Sure, all the training he had done to be what he needed to be to work there was just that- training. It
was something he was aware he did to meet and end.
But working there- serving the drinks, talking to the people, doing the mindless cleaning, yeah, it was easy to believe most nights that that was what he was- Danny the friendly neighborhood bartender.
"You're saying you want out?" Max asked, voice a strange mix of feelings Daniel couldn't quite decipher.
"That's what I'm saying."
"You understand the whole of what that means, right?"

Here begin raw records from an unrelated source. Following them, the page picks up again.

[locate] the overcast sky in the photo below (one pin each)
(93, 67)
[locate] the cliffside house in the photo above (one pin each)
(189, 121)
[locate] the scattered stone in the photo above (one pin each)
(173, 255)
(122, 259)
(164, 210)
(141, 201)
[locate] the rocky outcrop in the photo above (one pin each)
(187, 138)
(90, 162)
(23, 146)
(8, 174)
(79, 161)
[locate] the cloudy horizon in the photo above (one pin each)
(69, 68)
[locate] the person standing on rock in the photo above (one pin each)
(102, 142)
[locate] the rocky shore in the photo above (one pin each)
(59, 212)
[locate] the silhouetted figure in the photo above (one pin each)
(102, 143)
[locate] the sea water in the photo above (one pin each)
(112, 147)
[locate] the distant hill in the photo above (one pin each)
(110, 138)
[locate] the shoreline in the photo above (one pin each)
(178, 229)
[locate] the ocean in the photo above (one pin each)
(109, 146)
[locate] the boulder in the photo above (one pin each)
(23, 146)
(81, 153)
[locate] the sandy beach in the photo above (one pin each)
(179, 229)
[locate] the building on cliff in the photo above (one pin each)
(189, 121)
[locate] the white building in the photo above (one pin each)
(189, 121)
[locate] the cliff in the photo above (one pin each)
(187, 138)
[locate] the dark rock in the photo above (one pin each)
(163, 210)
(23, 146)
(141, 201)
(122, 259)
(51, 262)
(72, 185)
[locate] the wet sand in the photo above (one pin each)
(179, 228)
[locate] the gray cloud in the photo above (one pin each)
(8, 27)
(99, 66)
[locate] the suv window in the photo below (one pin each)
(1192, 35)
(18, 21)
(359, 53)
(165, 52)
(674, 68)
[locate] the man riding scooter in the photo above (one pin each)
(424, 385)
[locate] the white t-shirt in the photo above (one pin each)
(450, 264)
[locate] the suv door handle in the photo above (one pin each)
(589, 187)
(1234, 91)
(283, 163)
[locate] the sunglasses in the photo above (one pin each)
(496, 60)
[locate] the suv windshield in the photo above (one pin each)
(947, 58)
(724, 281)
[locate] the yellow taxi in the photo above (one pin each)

Daniel shrugged, finishing off his second beer. "It means I can figure out who the fuck I am and what the fuck I want out of my life. I've given everything to this job. You, man, you have your family. They might not get to see you much, but they love you. You always have them to fall back on. I have shit. I have less than shit. My entire goddamn life fits into a duffle bag, ready to skip town at any given notice. This is no way to fucking live. Not anymore."
With that, he put his empty beer on the table and walked to the door, closed it without saying anything else. What more was there to be said?
He made his way back to his apartment, noticing with a feeling of distaste how hollow it was before going into his spare room, grabbing his separate cell, and calling in the news to his superiors. Not just about his cover being blown, but about quitting.
They completely ignored the latter, maybe picking up on a slowness in his speech, figuring he wasn't in his right mind, and drilled him on the former. They wanted to know how she knew, why she knew, what made her snoop in the first place.
And then they wanted to know something he never thought of until that moment: was Max's cover blown as well?
He didn't have an answer for them on that.
He didn't fucking know.
But Vin being the high-profile target the Bureau wanted so they could hang his head on their wall like a goddamn hunting trophy, they weren't convinced the risk was high enough to pull Max too.
So that Sunday, he was going back in.
Daniel hung up disgusted, voiced raised to people he used to trust with his life, with his secrets. Because they were taking unnecessary risks. And he knew Max; he would go in. He would finish the job. Or die trying.